Poems

 

East Cape

Cockcrow ends the Mexican night.

We fish all morning on a warm blue sea
that puts a finish to ideas of blue

Peculiar clouds on soft green peaks
articulate the heart’s landfall.

Fish made of gold, fish made of light—
killed a little more by beauty,
we do some killing of our own, and then
siesta like the dead.

From rim to darkling rim the evening stars
strike their arch above the windy palm.

Years fall away from this body of dreams.

Heat Wave

A dream leaves the straight razor open.
In the old ivory handle, Chinese poets
are drinking rice whisky, cup after cup.
A naked woman swims the length of that blade.
The memory which follows her perfection
wants to know if a glass of blood will pass light.

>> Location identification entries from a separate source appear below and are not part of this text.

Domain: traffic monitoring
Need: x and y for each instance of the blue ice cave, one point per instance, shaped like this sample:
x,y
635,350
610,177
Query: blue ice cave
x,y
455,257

The flute in its casket says nothing.
Dumb struggle enslaves every angel but one.

Fractal

The saw blade of mountains unsung,
broken up and scattered down arroyo and flume,
piece by countless piece, perfect replications
of planet grin and iron will.

This plain of catastrophic junk
means we’re in Yuma again,
bottomed out in the afterburner’s trace,
mesmerized by the lone saguaro.

A vortex of generation brings us here
to match our edges, to cross the border,
to hunker in a gulch where the thorn blossoms,
vision doubles, and the heart divides.

  Michael Hannon lives in Los Osos, California. These poems are from his book Trusting Oblivion (If Publications, 2000).